Mon, Sep 14 2009, 16:59 GMT
by Richard Lee
Online Forex Trading | View company's profile
It’s not difficult to have missed the new developments in the U.S.-China trade relationship over the weekend. Little has been said since animosity sprouted over prices of steel and the days of union workers barking at politicians’ doorstep. However, now it seems that another product has come to light as the Obama administration looks to put tires in the spotlight. The move could spark another confrontation with the rising Asian power and rekindle some harsh feelings, and subsequent rhetoric, that was witnessed back in 2005-2006. More importantly, what does another potential trade war mean for the FX markets, especially the U.S. Dollar?
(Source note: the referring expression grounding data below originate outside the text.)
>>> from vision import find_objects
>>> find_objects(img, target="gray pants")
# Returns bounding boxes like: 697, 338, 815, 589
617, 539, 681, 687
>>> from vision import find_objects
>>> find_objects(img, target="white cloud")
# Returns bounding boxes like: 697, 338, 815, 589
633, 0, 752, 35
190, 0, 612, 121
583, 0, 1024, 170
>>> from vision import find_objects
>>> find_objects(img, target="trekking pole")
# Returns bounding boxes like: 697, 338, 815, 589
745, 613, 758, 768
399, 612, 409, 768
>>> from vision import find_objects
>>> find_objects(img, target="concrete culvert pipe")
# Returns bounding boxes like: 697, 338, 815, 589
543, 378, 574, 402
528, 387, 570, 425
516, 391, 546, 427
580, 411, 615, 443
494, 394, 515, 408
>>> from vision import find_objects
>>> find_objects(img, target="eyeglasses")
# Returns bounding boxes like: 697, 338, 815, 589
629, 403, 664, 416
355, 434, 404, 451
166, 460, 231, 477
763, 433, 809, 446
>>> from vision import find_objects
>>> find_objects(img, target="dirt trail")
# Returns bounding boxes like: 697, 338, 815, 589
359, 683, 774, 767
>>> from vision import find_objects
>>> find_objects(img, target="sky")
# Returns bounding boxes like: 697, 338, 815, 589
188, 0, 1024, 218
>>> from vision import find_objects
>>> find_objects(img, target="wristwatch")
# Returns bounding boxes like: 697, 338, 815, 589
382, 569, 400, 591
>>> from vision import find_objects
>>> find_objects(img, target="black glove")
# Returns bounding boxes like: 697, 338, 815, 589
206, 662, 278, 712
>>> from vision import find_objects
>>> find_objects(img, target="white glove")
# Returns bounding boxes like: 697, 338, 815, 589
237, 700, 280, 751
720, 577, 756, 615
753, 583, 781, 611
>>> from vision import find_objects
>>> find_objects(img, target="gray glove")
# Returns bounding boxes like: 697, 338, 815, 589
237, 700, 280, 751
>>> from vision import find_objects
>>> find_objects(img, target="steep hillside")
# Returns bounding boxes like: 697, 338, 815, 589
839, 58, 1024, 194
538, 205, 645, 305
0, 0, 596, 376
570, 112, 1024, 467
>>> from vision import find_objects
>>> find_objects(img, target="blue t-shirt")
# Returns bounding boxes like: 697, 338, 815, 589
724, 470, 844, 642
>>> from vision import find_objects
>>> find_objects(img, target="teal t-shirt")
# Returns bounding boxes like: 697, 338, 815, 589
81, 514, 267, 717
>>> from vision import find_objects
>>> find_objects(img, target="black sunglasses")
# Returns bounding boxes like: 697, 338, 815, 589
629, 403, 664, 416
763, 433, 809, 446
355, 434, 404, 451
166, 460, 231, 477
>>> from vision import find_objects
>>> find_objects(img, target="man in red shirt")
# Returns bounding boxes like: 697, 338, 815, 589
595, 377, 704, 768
The trouble all began with a piece of legislation that was passed back in 2000, which gives the administration the ability to impose import tariffs or other protectionist measures should certain imported goods bring harm to a U.S. based industry. In 2005, the same ability was called into power as the Schumer-Graham bill attempted to protect U.S. consumers by passing a 27.5 percent tariff on all Chinese imported goods. The latter sparked a light debate with Beijing and Washington which resulted in numerous meetings on both sides and calls for reform in the way China handles its currency. Ultimately, the bill never passed and both Senators agreed to dismiss the potential plan noting that the bill had served its purpose.
On Friday, President Obama stirred up anger in Beijing following an announcement that a tariff will be levied on Chinese imported tires. The new duty will be as high as 35 percent for a year. This is in stark contrast to what some industry officials pulled for– a tariff of 55 percent in the first year and 45 percent in the second. According to union leaders and industry professionals, the import tariffs are needed as Chinese tire market share as increased three fold in just short of five years. Beijing has responded with animosity, ensuring an investigation of “certain imported automotive products and certain imported chicken meat products originating from the United States”. Subsequently, if there are any signs of price manipulation, Chinese policymakers will look to implement their own tariff justice.
Although both sides have issued fighting words, there will likely be little done. It remains obvious that leaders continue to be pressured by industry unions and representatives, with Chinese officials being led by a sense of strong public outcry. President Obama is looking to keep to campaign promises with the U.S. worker being the focal point, hoping to dampen a trade imbalance that pits an almost 4.5 to 1 ratio. For every one U.S. dollar that is spent in China, $4.50 is spent on Chinese made imports in the U.S. Nonetheless, the picture hasn’t changed much since the 2006 debacle other than the fact that China has amassed $2 trillion in U.S. assets.
What has remained the same is the fact that both economies rely on each other. China continues to require American consumption in order to fuel its growth needs while U.S. based companies look to capitalize on China’s lower cost of manufacturing. Not to mention the continued purchase of U.S. securities. Both key elements will keep China and the U.S. cautious in elevating the situation to anything higher than harsh banter. As a result, traders will look towards other upcoming events in gauging the severity of the situation. In particular, President Obama’s visit to China in November and the G20 meeting at the end of this month will be fodder for scrutiny.
Not likely to affect other major currencies, the implications of this weekend’s news will likely point some to the USDJPY currency pair. Due to the proxy trade of the currency and the underlying Chinese yuan, speculation may help the Japanese yen appreciate further against the greenback. Should politicians continue to jawbone over the topic of protectionist measures, helping to support speculation of a trade war, bids on Chinese yuan are surely to be translated into demand for the Japanese yen. The same occurred in 2005 following the revaluation of the underlying yuan. However, the idea will likely lose steam as fast as it has gained should the topic fall easily to the wayside as it did in 2006.